Jean Beliveau, Montreal Canadiens, 1971

FILE - In this May 18, 1971, file photo, Montreal Canadiens' captain Jean Beliveau, left, is presented the Stanley Cup by NHL Commissioner Clarence Campbell after Montreal beat Chicago in Game 7 of the Stanley Cup finals.

Le Grand Jean was far from finished at 39. He scored 25 goals in 70 games and capped his Hall of Fame career by helping Montreal win the Stanley Cup in seven games over the Chicago Blackhawks. Beliveau led all playoff scorers with 16 assists, including one on the tying goal of Game 6 as Montreal rallied for a 4–3 victory to force the decisive Game 7. He finished his career with 10 Stanley Cups.

Pete Sampras, tennis, 2002

Andre Agassis (L) congratulates Pete Sampras after Sampras defeated Agassi at the finals of the US Open on Sept. 8, 2002. Sampras, the No. 17 seed, beat No. 6 Agassi 6-3, 6-4, 5-7, 6-4 for first U.S. Open title since 1996 and his first tournament title of any kind since Wimbledon 2000, a span of 33 events.

Showing there was still brilliance in his game, Sampras closed his Grand Slam career with a victory at the 2002 U.S. Open, his final appearance in an ATP tournament. Seeded only 17th, Sampras survived a third-round five-set match against Britain’s Greg Rusedski but lost only two sets the rest of the way. He defeated longtime rival Andre Agassi 6–3, 6–4, 5–7, 6–4 in the final. It was Sampras’s 14th Grand Slam championship, a mark topped only by Roger Federer.

Herb Elliott, track, 1960

Herb Elliott of Australia finishes the 1500 meters final at the 1960 Olympic Games in Rome in a world record time of 3 minutes 35.6 seconds.
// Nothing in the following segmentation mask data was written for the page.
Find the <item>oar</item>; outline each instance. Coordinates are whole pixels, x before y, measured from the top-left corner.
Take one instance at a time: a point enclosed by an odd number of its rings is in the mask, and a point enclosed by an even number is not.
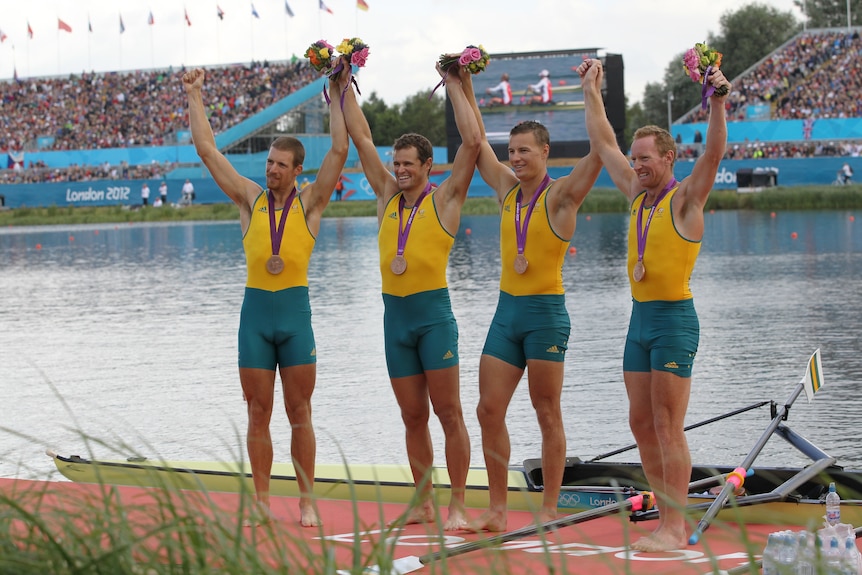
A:
[[[735,471],[735,473],[738,472],[739,470]],[[689,484],[689,488],[691,489],[695,487],[703,487],[706,485],[717,483],[722,479],[726,480],[727,476],[714,475],[712,477],[706,477],[704,479],[692,482],[691,484]],[[463,545],[457,545],[455,547],[452,547],[451,549],[442,549],[440,551],[435,551],[433,553],[422,555],[421,557],[409,556],[402,557],[401,559],[395,559],[394,561],[392,561],[392,567],[390,569],[390,572],[394,573],[395,575],[412,573],[413,571],[417,571],[423,566],[428,565],[433,561],[438,561],[444,556],[456,557],[458,555],[463,555],[464,553],[469,553],[478,549],[487,549],[488,547],[493,547],[494,545],[506,543],[507,541],[514,541],[516,539],[530,537],[538,533],[540,530],[552,531],[561,527],[568,527],[570,525],[576,525],[578,523],[590,521],[591,519],[598,519],[599,517],[613,515],[614,513],[620,513],[625,511],[641,511],[644,509],[649,509],[653,506],[654,502],[655,497],[651,492],[640,493],[617,503],[611,503],[602,507],[596,507],[595,509],[589,509],[587,511],[575,513],[574,515],[567,515],[565,517],[553,519],[541,525],[527,525],[514,531],[509,531],[500,535],[494,535],[492,537],[488,537],[487,539],[481,539],[479,541],[471,541],[469,543],[464,543]],[[366,567],[363,570],[363,573],[380,573],[380,566],[372,565]],[[338,575],[350,575],[350,572],[339,570]]]
[[[746,411],[751,411],[752,409],[757,409],[758,407],[763,407],[764,405],[768,405],[769,401],[761,401],[758,403],[752,403],[747,407],[740,407],[739,409],[735,409],[733,411],[729,411],[724,415],[716,415],[715,417],[711,417],[710,419],[704,419],[703,421],[698,421],[697,423],[692,423],[688,427],[684,428],[683,431],[691,431],[692,429],[697,429],[698,427],[703,427],[704,425],[709,425],[710,423],[715,423],[716,421],[721,421],[722,419],[727,419],[728,417],[733,417],[734,415],[739,415],[740,413],[745,413]],[[607,459],[608,457],[619,455],[620,453],[625,453],[626,451],[631,451],[635,447],[637,447],[637,443],[632,443],[630,445],[626,445],[625,447],[620,447],[619,449],[615,449],[613,451],[608,451],[607,453],[602,453],[601,455],[596,455],[592,459],[590,459],[587,463],[592,463],[593,461],[599,461],[602,459]]]
[[[766,442],[769,441],[770,437],[772,437],[772,433],[775,431],[781,421],[787,417],[787,411],[790,409],[790,406],[793,405],[793,402],[796,401],[796,398],[799,397],[799,394],[802,393],[804,384],[804,380],[796,384],[796,387],[793,389],[793,392],[790,394],[790,397],[787,398],[787,401],[784,402],[783,406],[776,410],[775,416],[772,418],[772,421],[769,423],[769,426],[767,426],[766,431],[763,432],[763,435],[761,435],[760,439],[757,440],[757,443],[754,444],[754,447],[745,457],[739,468],[750,469],[752,467],[752,465],[754,464],[754,460],[757,459],[757,456],[760,455],[760,452],[761,450],[763,450],[763,447],[766,445]],[[724,484],[724,487],[721,488],[721,492],[716,496],[709,509],[706,510],[706,513],[703,514],[703,517],[698,522],[697,527],[691,534],[691,537],[689,537],[689,545],[694,545],[695,543],[697,543],[703,532],[709,529],[710,522],[713,520],[713,518],[715,518],[719,510],[721,510],[722,506],[724,506],[724,502],[727,501],[727,498],[730,496],[731,491],[738,488],[741,484],[736,483],[737,482],[735,481],[728,481]]]
[[[647,491],[644,493],[639,493],[617,503],[603,505],[602,507],[596,507],[595,509],[589,509],[587,511],[575,513],[574,515],[566,515],[565,517],[553,519],[542,524],[534,523],[532,525],[521,527],[520,529],[515,529],[514,531],[508,531],[506,533],[494,535],[493,537],[488,537],[487,539],[480,539],[479,541],[470,541],[469,543],[457,545],[455,547],[452,547],[451,549],[444,548],[440,551],[427,553],[425,555],[422,555],[421,557],[409,556],[395,559],[394,561],[392,561],[392,568],[390,569],[390,572],[395,575],[412,573],[413,571],[418,571],[429,563],[439,561],[443,557],[457,557],[458,555],[463,555],[464,553],[469,553],[478,549],[487,549],[488,547],[500,545],[502,543],[506,543],[507,541],[514,541],[516,539],[530,537],[532,535],[535,535],[536,533],[539,533],[540,531],[553,531],[554,529],[568,527],[570,525],[577,525],[578,523],[590,521],[591,519],[598,519],[599,517],[605,517],[607,515],[613,515],[614,513],[620,513],[629,510],[640,511],[642,509],[649,509],[653,506],[654,502],[655,497],[651,492]],[[338,573],[339,575],[341,575],[342,573],[348,572],[338,571]],[[365,568],[363,573],[380,573],[380,567],[376,565],[367,567]]]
As with Man o’ War and Secretariat, Elliott’s career on the track was short and brilliant. Between 1958 and ‘60 there wasn’t a better middle-distance runner than the lanky Australian. In 1958 Elliott shattered the world record in the 1,500 meters (3 minutes 36 seconds) and one mile (3:54.5) by more than two seconds. At the 1960 Rome Olympics, Elliott destroyed the competition in the 1,500 by more than 20 meters, breaking his own world record by nearly a half-second in 3:35.6. The record stood for seven years, and his time would have won seven of the next nine Olympic 1,500s.

That same September, Elliott ran four sub-four-minute miles throughout Europe to bring his three-year total of sub-4s to 17. Elliott was only 22 and had never lost a 1,500 or mile race — but he had had enough. He never competed in another national or international competition, limiting himself to low-key club races after he enrolled at Cambridge University in England. He eventually became chairman of one of the world’s largest iron ore mining companies.